- Birth name: Keith Douglas Marsden
- Born: 17 September 1945 (age 79) New Plymouth, New Zealand
- Genres: Blues; R&B;
- Occupation(s): Instrumentalist, singer
- Instrument(s): Guitar, harmonica

= Midge Marsden =

Keith Douglas "Midge" Marsden (born 1945) is a New Zealand blues and R&B guitarist, harmonica-player, and singer with a musical career spanning four decades.

==Life and career==
Marsden was born and brought up in Moturoa, New Plymouth, Taranaki, the son of Les and Elaine Marsden. His musical education started on the piano and included singing in church, though his first musical love was rock and roll. As a teenager, he took guitar lessons from a New Plymouth musician called Leo Davies, who also owned a recording studio in the town, and went on to further lessons with another musician, Johnny Williams.

Marsden's career spans four decades, and during that time he has played thousands of concerts in New Zealand and introduced several generations of New Zealanders to the blues.
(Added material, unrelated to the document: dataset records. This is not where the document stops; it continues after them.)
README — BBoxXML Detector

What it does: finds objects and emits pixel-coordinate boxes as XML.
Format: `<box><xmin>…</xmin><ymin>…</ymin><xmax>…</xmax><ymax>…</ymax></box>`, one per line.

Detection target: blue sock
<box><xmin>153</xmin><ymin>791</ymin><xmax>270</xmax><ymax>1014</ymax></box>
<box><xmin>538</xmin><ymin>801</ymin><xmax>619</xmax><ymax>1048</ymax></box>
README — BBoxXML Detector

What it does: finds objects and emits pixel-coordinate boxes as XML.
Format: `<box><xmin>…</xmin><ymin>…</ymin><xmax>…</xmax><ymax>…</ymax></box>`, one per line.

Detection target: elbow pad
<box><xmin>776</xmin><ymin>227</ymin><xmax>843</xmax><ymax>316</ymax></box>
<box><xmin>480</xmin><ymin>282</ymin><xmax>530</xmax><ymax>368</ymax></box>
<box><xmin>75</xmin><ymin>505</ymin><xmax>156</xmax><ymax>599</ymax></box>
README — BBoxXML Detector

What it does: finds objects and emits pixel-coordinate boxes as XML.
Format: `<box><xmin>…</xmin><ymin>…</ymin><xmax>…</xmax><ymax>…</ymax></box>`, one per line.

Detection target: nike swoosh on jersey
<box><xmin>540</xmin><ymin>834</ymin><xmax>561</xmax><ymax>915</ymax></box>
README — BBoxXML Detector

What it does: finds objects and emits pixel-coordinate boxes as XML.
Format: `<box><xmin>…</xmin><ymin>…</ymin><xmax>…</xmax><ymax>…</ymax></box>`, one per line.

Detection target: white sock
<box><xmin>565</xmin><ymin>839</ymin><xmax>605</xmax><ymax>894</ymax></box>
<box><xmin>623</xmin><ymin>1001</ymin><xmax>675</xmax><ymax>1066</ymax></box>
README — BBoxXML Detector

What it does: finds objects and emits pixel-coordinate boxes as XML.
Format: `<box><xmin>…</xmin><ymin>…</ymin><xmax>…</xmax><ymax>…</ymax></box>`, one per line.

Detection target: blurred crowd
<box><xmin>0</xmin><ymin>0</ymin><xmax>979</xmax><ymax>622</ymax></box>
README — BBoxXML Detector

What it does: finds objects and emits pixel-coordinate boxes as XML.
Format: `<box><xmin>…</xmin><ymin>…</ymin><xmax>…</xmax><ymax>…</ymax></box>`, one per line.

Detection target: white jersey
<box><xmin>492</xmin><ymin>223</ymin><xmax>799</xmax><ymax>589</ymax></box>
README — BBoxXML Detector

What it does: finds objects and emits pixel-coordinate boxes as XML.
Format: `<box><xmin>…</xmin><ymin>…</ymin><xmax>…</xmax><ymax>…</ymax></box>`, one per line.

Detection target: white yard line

He was voted New Zealand Entertainer of the Year in 1990, and his 1991 album Burning Rain later went gold.
Marsden did a New Zealand tour with The Rodger Fox band in the latter part of 1993. Several live performances were recorded plus a number of tracks recorded live at Broadcasting House in Wellington. Musicians on that tour included, Neil Hannan on bass, Martin Winch on guitar, Paul Dunningham on drums, Brian Henderson on keyboards, George Chisolm and Geoff Culverwell on trumpets and Brian Smith and Steve Sheriff on saxophones.

Marsden has toured the US four times, and each time he has played with and befriended artists such as Little Willy Foster, Bobby Mack, Ronnie Taylor, and Australian Dave Boyle. He has encouraged all these artists to tour New Zealand, and thus broadened New Zealanders' appreciation of blues music. Marsden was a student at the University of Mississippi in 1996, from where he graduated with a Diploma in Southern Studies, and more recently he has tutored at Waikato Institute of Technology in "Bluesology".

In the 2006 New Year Honours, Marsden was appointed a Member of the New Zealand Order of Merit, for services to music.

Marsden was a friend of Stevie Ray Vaughan; upon living in Texas at various times he would stay at Vaughan's house for months on end. He toured with Vaughan a few times, playing harmonica.

In October 2018 he was presented with the President's Medallion from the Variety Artists Club of New Zealand.

==Discography==
- 1966: Lets Take A Sea Cruise with Bari and the Breakaways. HMV(NZ)Ltd.
- 1966: Album Two also with The Breakaways. HMV(NZ)Ltd.
- 1979: Phil Manning Band Featuring Midge Marsden (Polydor)
- 1978: " Crossing The Tracks" Country Flyers (SDL Music)
- 1981: "Midge Marsden Connection" (GTM/Mandrill)
- 1982: "12 Bars From Mars" (p)1982 Midge Marsden.
- 1985: "Let The Good Times Roll" The Rodger Fox Band and Midge Marsden (Circular Records)
- 1990: Burning Rain (Sony)
- 1993: "Are Back in Town" Midge Marsden and The Rodger Fox Band (TBone Records)
- 1993: "Travellin' On" (p)1993 Midge Marsden.
- 2002: "It Is What It Is" Midge Marsden & Bullfrog Rata (p)2002 Midge Marsden.